VersVermV - Das Wichtigste im Überblick

Nach der Umsetzung der IDD in deutsches Recht im Februar 2018 ist am 20.12.2018 nunmehr auch die geänderte Versicherungsvermittlerverordnung (VersVermV) in Kraft getreten. Zusammen mit der VersVermV wurden auch Änderungen der Finanzanlagenvermittlungsverordnung (FinVermV) sowie der Immobiliardarlehensvermittlungsverordnung (ImmVermV) vorgenommen.
Die wichtigsten Regelungen im Überblick:
Gesellschaftsrechtliche Beteiligungen über 10% sowie Interessenkonflikte und Maßnahmen zur Vermeidung dieser sind im Erlaubnisantrag gegenüber der zuständigen Industrie- und Handelskammer anzugeben. Gleiches gilt auch, wenn eine solche Sachlage bereits besteht oder neu entsteht.
Die Bestandsschutzregelung (sog. "Alte-Hasen-Regelung") wird fortgeführt (Artikel 1 § 2 Absatz 3 VersVermV n. F.).
Die Hochschulabschlüsse, die mit einer zusätzlichen mindestens dreijährigen Berufserfahrung im Bereich der Versicherungsvermittlung oder -beratung als Sachkundenachweis anerkannt werden, sind nunmehr auf mathematische, wirtschafts- und rechtswissenschaftliche Studiengänge beschränkt (Artikel 1 § 5 Absatz 2 VersVermV n. F.).
Weiterbildungsverpflichtung (Artikel 1 § 7 VersVermV n. F.). Die Nachweise über die Teilnahme an den Weiterbildungsmaßnahmen sind vom Gewerbetreibenden und seinen der Weiterbildungspflicht unterliegenden Beschäftigten für die Dauer von fünf Jahren aufzubewahren. Anstelle einer jährlichen Erklärung soll der Gewerbetreibende nur auf Aufforderung der zuständigen Industrie- und Handelskammer eine Erklärung nach einem gesetzlichen Muster über die Erfüllung der Weiterbildungspflicht für das vergangene Kalenderjahr abgeben. Bei Zweifel an der Richtigkeit der Erklärung kann die zuständige Industrie- und Handelskammer die aufzubewahrenden Nachweise und Unterlagen prüfen. Die Nichtabgabe der Erklärung auf Aufforderung der zuständigen Industrie- und Handelskammer stellt eine Ordnungswidrigkeit dar. Die Erklärung kann auch elektronisch abgegeben werden.

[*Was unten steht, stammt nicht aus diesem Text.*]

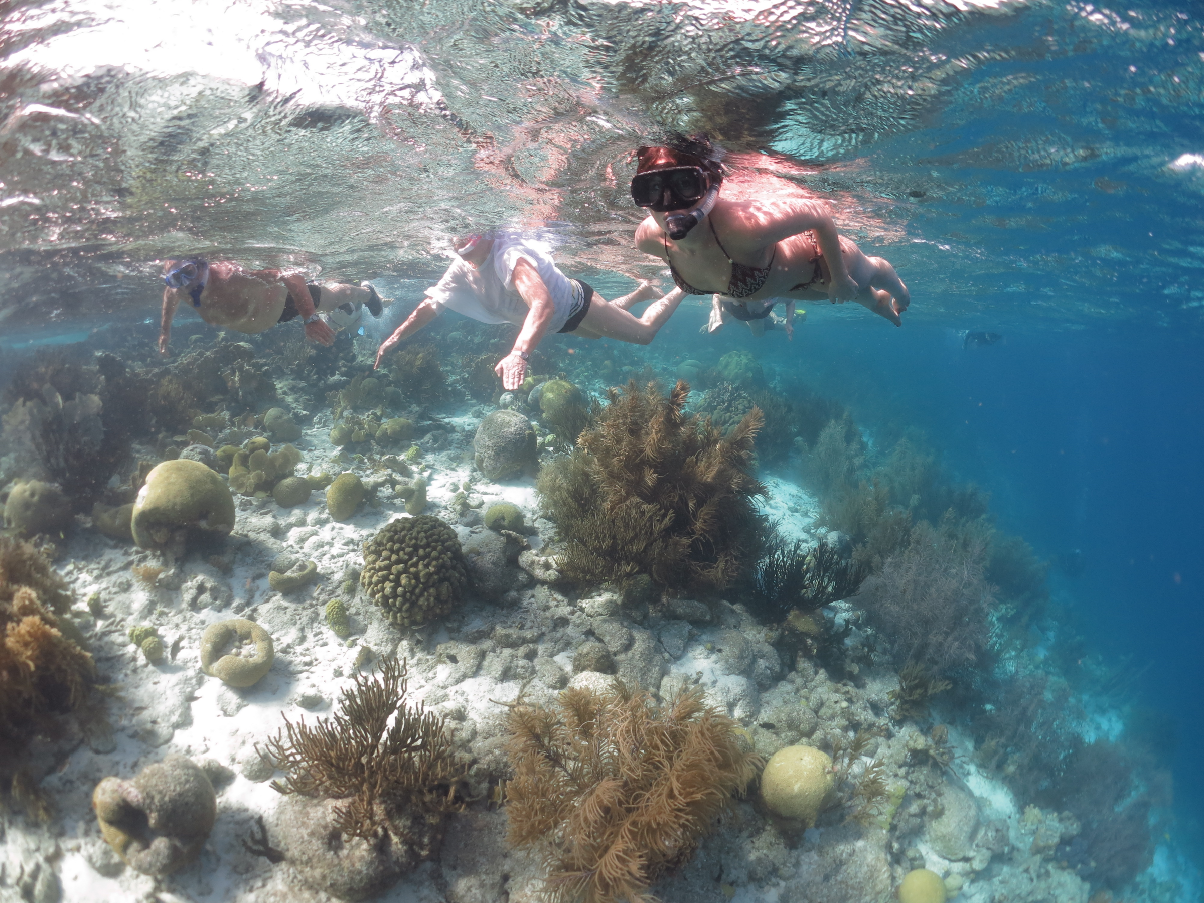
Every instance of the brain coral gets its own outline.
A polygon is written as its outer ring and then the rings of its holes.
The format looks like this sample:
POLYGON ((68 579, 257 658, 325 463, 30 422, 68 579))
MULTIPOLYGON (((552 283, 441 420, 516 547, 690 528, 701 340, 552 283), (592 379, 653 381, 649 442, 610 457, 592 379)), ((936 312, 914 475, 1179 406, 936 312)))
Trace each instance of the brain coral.
POLYGON ((394 624, 442 618, 468 584, 460 539, 429 514, 399 518, 364 544, 360 584, 394 624))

Ausnahmen und Befreiungen von der Weiterbildungspflicht sind weder in der IDD noch im Gesetz vorgesehen. Der Umfang besteht für alle Verpflichteten gem. § 34d Abs. 9 S. 2 GewO;
Inhaltlich dient die Weiterbildung zu Erhaltung, Anpassung oder Erweiterung der beruflichen Handlungsfähigkeit. Die Weiterbildung muss dabei mindestens den Anforderungen der ausgeübten Tätigkeiten des zur Weiterbildung Verpflichteten entsprechen und die Aufrechterhaltung seiner Fachkompetenz und seiner personalen Kompetenz gewährleisten. Die IHK Chemnitz empfiehlt sich bei der Themenauswahl an dem Katalog der Sachkundeprüfung (Anlage 1 zur VersVermV) zu orientieren.
Die Weiterbildung kann in Präsenzform, im Selbststudium, durch betriebsinterne Maßnahmen des Gewerbetreibenden oder in einer anderen geeigneten Form durchgeführt werden. Bei Weiterbildungsmaßnahmen im Selbststudium ist eine nachweisbare Lernerfolgskontrolle durch den Anbieter der Weiterbildung erforderlich.
Die Verordnung enthält Anforderungen an die Geschäftsorganisation, Vergütung, Regelungen zur Vermeidung von Interessenkonflikten und die Pflicht ein angemessenes Beschwerdesystem einzurichten (Artikel 1 §§ 14, 17 VersVermV n. F.). Der Vermittler muss insbesondere die Art seiner Vergütung offenlegen.
Weiter sind spezielle Vorschriften für die Vermittlung von Versicherungsanlageprodukten (Artikel 1 §§ 18 f. VersVermV n. F.) in die Verordnung aufgenommen worden. Die Einzelheiten hierzu regelt die unmittelbar anzuwendende delegierte Verordnung (EU) 2017/2359 der Kommission vom 21. September 2017 (ABl. L 341 vom 20.12.2017, S. 8).